Grant discovered that Capt. Luce had already been picked up by the Cambria. When the paddle box of the Arctic shot up to the surface of the sea after the ship sunk, a treading Luce was hit and injured; his son was killed. He then climbed on board with a few others. Grant, Luce and seven other men were well cared for on the Cambria until their arrival at Quebec, when they then made their way back to New York. The sorely battered but iron constructed Vesta, half the size of the Arctic, succeeded in safely reaching port. Out of her 147 passengers and 21 crew, the Vesta lost 13 men, who, seized with fear, either threw themselves into the sea, or were in the boat destroyed by the Arctic.

“Alone upon the Ocean.” A wood cut purporting to show two of the Arctic’s firemen on their little raft, an illustration in Kingston’s Shipwrecks and Disasters at Sea, 1875. The Mariners Museum

Henry Ward Beecher spoke to his Brooklyn congregation about the sinking of the Arctic as the consequence of a “secret, uncontrollable and imponderable force” that allows or disallows the abject, non-discriminating cruelty of nature:

One cannot help shuddering at the remorseless calm of nature. How are men devoured! How are all alike devoured! In the heart of nature is no pity, no discrimination, no sympathy for worth, no scorn for cowardice, no sorrow for innocence, no feeling for youth. Is the same unfeeling master to good or bad. It is cold, calm, persistent law. Those whose God is nature, worship an idol harder than stone. In such an hour how inexorable, how cruel, how unendurable is it, if nature is God, that we have such a God!

Ward acknowledged that the chances of recovery and restoration were slim for those that knew that terror of the bestormed seas and experienced the depths of human anguish on the Arctic off the coast of Newfoundland. He implored Americans to pray for the wretched that lived to mourn the dead, whose life would be one long watch of grief, they’re terrified imaginations periodically reenacting the scenes, the awful prelude, and the final catastrophe.

All that were involved were turned into beggars, according to Beecher. “In the morning the waiters served the titled and the rich. In the evening the lusty strength of the waiter or engineer was a greater title and wealth then money or coronets.” He taught his followers to look squarely at life and its various treasures, to pass through nature, beyond imagination, to “the precinct of eternity” in peace, in hope, in conscious satisfaction:

There is no experience of the soul more noble, and even grand, then its power of setting aside the senses and material things and of realizing the invisible; Of lifting itself up, and its most desperate extremities, to repose upon the presence and strength of a being, who is not obvious to the senses, but only to the spirit. That hour, in which the soul rests in God, in such a way as to despise all natural human fears and the trembling of the body, is the hour of its glorification.

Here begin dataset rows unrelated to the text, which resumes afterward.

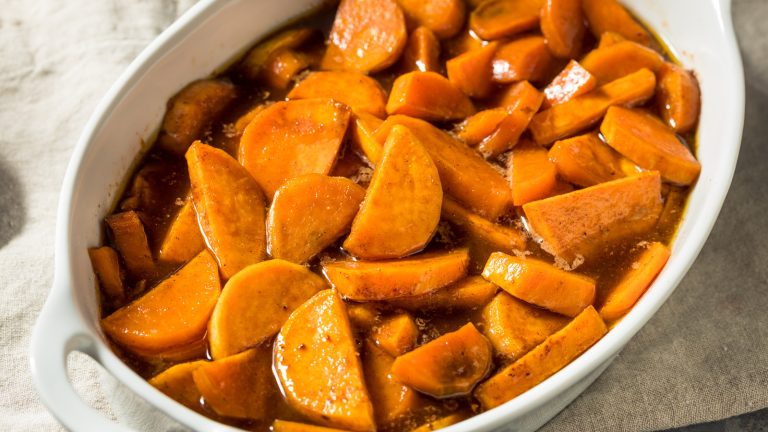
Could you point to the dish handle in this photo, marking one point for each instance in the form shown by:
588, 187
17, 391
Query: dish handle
59, 330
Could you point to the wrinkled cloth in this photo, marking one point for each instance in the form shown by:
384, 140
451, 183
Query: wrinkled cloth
703, 357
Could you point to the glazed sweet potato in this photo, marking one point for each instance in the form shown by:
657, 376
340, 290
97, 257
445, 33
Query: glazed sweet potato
385, 280
540, 283
589, 221
292, 138
318, 366
448, 366
309, 213
428, 96
367, 36
256, 302
650, 143
543, 361
229, 206
357, 91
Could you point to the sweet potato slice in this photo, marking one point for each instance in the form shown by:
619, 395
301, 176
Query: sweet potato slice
572, 81
292, 138
526, 58
367, 36
309, 213
540, 283
184, 239
450, 365
359, 92
318, 366
588, 221
229, 206
610, 16
635, 282
384, 280
131, 241
405, 191
562, 22
650, 143
543, 361
428, 96
256, 302
148, 324
515, 327
585, 160
240, 386
191, 111
471, 72
463, 173
678, 98
581, 112
495, 19
533, 175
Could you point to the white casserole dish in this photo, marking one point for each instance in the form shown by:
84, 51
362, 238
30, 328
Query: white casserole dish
212, 33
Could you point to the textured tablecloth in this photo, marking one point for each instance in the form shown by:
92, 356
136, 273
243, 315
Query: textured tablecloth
703, 357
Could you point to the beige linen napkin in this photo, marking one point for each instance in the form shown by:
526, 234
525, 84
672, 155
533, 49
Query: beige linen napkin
704, 356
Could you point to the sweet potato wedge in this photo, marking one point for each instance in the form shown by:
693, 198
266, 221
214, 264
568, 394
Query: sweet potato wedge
318, 366
309, 213
385, 280
581, 112
428, 96
635, 282
256, 302
515, 327
540, 283
588, 221
464, 174
229, 206
277, 144
651, 144
543, 361
149, 325
405, 191
367, 36
450, 365
359, 92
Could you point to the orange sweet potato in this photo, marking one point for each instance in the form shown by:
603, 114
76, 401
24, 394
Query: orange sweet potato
229, 206
581, 112
149, 325
309, 213
428, 96
678, 98
543, 361
471, 72
635, 282
515, 327
585, 160
367, 36
562, 23
357, 91
450, 365
588, 221
318, 366
495, 19
292, 138
256, 302
540, 283
385, 280
405, 191
463, 173
651, 144
131, 241
526, 58
573, 81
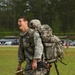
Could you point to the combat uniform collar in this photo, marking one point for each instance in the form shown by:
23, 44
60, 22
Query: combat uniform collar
24, 33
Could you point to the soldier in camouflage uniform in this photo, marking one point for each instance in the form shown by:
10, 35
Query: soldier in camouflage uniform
30, 49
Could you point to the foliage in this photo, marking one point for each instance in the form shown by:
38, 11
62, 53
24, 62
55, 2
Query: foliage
8, 61
59, 14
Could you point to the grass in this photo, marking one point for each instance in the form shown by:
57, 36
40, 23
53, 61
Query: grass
8, 62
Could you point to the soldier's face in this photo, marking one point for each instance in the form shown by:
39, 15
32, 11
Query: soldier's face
22, 24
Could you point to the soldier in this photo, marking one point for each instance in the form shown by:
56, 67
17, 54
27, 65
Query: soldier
30, 49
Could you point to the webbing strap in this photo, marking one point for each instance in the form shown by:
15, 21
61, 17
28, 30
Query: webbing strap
56, 68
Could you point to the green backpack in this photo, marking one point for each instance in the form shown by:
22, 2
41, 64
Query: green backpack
53, 47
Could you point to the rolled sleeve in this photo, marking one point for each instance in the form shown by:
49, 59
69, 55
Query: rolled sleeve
38, 46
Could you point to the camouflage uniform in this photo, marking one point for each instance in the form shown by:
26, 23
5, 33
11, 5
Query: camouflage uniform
30, 47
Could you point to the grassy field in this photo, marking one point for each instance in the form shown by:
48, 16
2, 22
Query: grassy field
8, 62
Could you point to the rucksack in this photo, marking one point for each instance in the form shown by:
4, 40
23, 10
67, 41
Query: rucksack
53, 47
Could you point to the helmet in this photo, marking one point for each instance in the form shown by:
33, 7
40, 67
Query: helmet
35, 23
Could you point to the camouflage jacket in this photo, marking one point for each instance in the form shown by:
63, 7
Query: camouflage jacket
30, 46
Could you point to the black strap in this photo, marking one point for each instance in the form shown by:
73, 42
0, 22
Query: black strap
56, 68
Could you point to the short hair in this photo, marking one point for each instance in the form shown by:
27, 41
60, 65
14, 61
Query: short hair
25, 18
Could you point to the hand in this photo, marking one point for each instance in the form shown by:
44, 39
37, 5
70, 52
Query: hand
34, 64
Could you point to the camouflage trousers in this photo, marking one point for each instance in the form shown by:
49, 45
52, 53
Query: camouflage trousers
28, 71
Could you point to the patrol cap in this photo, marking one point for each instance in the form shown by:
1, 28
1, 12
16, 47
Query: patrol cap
35, 23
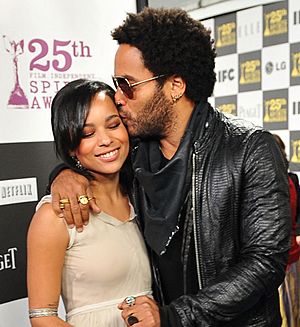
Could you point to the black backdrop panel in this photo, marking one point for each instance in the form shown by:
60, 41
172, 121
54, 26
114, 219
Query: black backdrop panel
20, 160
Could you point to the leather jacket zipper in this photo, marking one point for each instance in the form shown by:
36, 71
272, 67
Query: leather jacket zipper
197, 252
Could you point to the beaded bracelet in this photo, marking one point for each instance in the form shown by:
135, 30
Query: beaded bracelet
42, 312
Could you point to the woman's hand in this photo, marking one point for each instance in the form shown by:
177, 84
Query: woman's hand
69, 185
144, 309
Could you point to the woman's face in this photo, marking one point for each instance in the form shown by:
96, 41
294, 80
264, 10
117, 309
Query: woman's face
105, 145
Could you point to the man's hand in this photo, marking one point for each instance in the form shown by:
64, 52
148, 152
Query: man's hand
145, 310
70, 185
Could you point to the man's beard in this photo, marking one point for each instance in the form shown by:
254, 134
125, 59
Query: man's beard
156, 119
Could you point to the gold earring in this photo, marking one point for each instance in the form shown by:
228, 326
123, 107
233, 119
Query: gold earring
175, 98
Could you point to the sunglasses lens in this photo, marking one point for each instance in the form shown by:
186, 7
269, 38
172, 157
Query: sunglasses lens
124, 86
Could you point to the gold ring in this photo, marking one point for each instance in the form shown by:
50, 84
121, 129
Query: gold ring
83, 199
64, 201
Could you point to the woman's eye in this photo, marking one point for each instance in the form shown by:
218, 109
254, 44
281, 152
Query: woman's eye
87, 134
114, 125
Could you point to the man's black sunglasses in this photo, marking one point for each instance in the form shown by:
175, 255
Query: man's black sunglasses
126, 86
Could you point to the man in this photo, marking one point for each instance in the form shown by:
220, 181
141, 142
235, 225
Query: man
211, 193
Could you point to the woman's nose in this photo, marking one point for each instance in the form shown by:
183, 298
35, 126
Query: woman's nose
120, 98
104, 140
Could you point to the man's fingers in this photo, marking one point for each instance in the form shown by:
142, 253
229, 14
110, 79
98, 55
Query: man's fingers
55, 204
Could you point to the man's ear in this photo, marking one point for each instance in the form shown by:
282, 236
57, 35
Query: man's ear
178, 87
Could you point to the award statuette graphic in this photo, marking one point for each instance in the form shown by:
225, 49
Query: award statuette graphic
17, 99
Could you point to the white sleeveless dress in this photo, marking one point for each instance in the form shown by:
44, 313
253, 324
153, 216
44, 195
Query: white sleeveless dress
105, 263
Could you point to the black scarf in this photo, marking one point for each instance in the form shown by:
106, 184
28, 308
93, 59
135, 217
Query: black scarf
163, 190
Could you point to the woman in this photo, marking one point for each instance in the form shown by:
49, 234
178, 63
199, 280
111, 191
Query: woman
94, 270
289, 291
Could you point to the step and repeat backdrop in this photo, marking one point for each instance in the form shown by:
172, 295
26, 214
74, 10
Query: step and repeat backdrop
258, 69
43, 46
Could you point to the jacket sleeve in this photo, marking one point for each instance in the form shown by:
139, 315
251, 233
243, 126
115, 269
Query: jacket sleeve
264, 234
296, 182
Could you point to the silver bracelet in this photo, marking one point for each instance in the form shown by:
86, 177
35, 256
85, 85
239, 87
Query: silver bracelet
42, 312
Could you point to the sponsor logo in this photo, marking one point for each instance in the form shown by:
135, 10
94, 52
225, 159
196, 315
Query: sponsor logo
18, 191
226, 34
295, 64
275, 110
224, 75
276, 22
50, 68
295, 157
249, 29
250, 112
8, 259
270, 67
296, 108
250, 72
296, 17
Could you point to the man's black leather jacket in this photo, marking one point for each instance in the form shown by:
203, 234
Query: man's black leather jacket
242, 224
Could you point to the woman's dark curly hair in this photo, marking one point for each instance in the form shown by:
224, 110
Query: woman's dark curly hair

The spirit triumphs over its clay. The soul is supreme; The body subdued.

There was no follow up to Grant’s story by the press. What happened to the sailor with the preternaturally large eyes, who survived the terror and anguish of the two deadliest shipwrecks of the 19th century and four foundered ships in total? How did he navigate the economic recession of the late 1850s? Did he return to his job as a fireman for the United States Mail Steamship Company? Or did M.O. Roberts the president put him safely in the mail room because no one would sail with him again? Did he lose his sea legs forever and seek work on dry land instead? Were the superhuman abilities that he possessed put to good use in another field? Did he take the overland route to the gold fields of California with his wife and baby. Did he find a rainbow in El Dorado and a pot of gold? Or did he retreat to his Canadian homeland and lead a quiet life? So many questions. Did he stay in contact with Tice and Dawson, his fellow tortured compatriots of the Central America disaster? Did he fight against slavery during the Civil War?

Did Alexander Grant, survivor of the Atlas, the Arctic, the Crescent City, and the Central America, in his next chapter, or any of the succeeding chapters of his life, unravel and find words to express his unspeakable sufferings? Did he find Faith? Wisdom? Madness? Or perhaps some bewildering combination of the three?